HLA class II polymorphism in cystic fibrosis - A possible modifier of pulmonary phenotype

Evolution of lung damage is highly variable in cystic fibrosis (CF) even in patients with the same cystic fibrosis transmembrane conductance regulator (CFTR) mutations. The analysis of genetic factors other than CFTR may help our understanding of genotype-phenotype relationships in CF. As human leukocyte antigen (HLA) class II polymorphism has been associated with a number of diseases including autoimmune and inflammatory diseases, asthma, and allergy, we investigated the possibility that HLA polymorphism contributes to CF-associated pulmonary inflammation.
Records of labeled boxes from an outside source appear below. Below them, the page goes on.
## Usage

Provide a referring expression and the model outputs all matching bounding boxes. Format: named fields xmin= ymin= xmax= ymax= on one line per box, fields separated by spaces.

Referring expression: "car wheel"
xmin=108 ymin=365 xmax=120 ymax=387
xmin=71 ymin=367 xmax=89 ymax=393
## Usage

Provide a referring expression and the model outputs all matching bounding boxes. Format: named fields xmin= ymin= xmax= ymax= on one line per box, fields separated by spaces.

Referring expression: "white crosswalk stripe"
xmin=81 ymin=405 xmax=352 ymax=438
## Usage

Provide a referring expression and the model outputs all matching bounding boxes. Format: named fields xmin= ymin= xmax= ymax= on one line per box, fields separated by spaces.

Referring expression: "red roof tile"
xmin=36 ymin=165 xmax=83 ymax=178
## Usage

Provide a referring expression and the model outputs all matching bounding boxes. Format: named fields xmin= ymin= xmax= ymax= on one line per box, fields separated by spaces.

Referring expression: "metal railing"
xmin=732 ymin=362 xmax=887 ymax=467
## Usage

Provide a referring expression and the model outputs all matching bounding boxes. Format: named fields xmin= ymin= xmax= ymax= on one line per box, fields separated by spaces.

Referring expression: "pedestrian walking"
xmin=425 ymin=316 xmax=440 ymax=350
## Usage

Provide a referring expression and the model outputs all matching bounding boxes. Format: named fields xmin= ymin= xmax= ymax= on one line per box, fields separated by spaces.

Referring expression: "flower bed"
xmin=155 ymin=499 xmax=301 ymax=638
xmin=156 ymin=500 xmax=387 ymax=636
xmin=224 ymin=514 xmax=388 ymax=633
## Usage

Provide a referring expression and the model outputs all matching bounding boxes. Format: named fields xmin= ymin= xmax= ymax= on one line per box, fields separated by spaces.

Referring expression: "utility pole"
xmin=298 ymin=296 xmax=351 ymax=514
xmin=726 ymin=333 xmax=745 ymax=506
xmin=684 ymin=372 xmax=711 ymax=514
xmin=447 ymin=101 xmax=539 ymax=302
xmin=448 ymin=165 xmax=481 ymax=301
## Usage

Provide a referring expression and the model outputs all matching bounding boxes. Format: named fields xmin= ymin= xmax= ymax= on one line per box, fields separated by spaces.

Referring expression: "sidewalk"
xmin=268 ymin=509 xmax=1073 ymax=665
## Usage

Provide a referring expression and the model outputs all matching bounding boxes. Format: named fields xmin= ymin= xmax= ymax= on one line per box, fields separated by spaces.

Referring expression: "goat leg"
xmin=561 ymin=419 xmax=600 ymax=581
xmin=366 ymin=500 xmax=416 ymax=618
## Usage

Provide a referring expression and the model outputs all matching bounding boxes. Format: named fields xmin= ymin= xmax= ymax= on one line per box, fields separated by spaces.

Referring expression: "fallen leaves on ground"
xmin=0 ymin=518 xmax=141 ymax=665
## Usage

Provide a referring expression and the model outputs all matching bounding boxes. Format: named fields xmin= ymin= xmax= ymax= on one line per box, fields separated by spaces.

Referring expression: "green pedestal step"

Among the 98 adult CF patients tested, the genotypic frequencies of DR4 and DR7 alleles (serologic group DR53) and DR7/DQA*0201 haplotype were higher than in 39 selected control subjects without atopy (p less than or equal to 10(-6), relative risk [RR] = 22, and p less than or equal to 5.10(-4), RR = 27, respectively) and in a random population. No significant difference of these allelic distributions was found according to the CFTR genotype. In the CF patients, the DR7 allele was significantly associated with an increase In total IgE and with chronic Pseudomonas aeruginosa colonization (100% of DR7 versus 83% of non-DR7 patients being colonized, p < 0.05). Our results suggest that genetic factors known to modulate the immune response might contribute to chronic infection with Pseudomonas, increased total IgE, and pulmonary outcome in CF.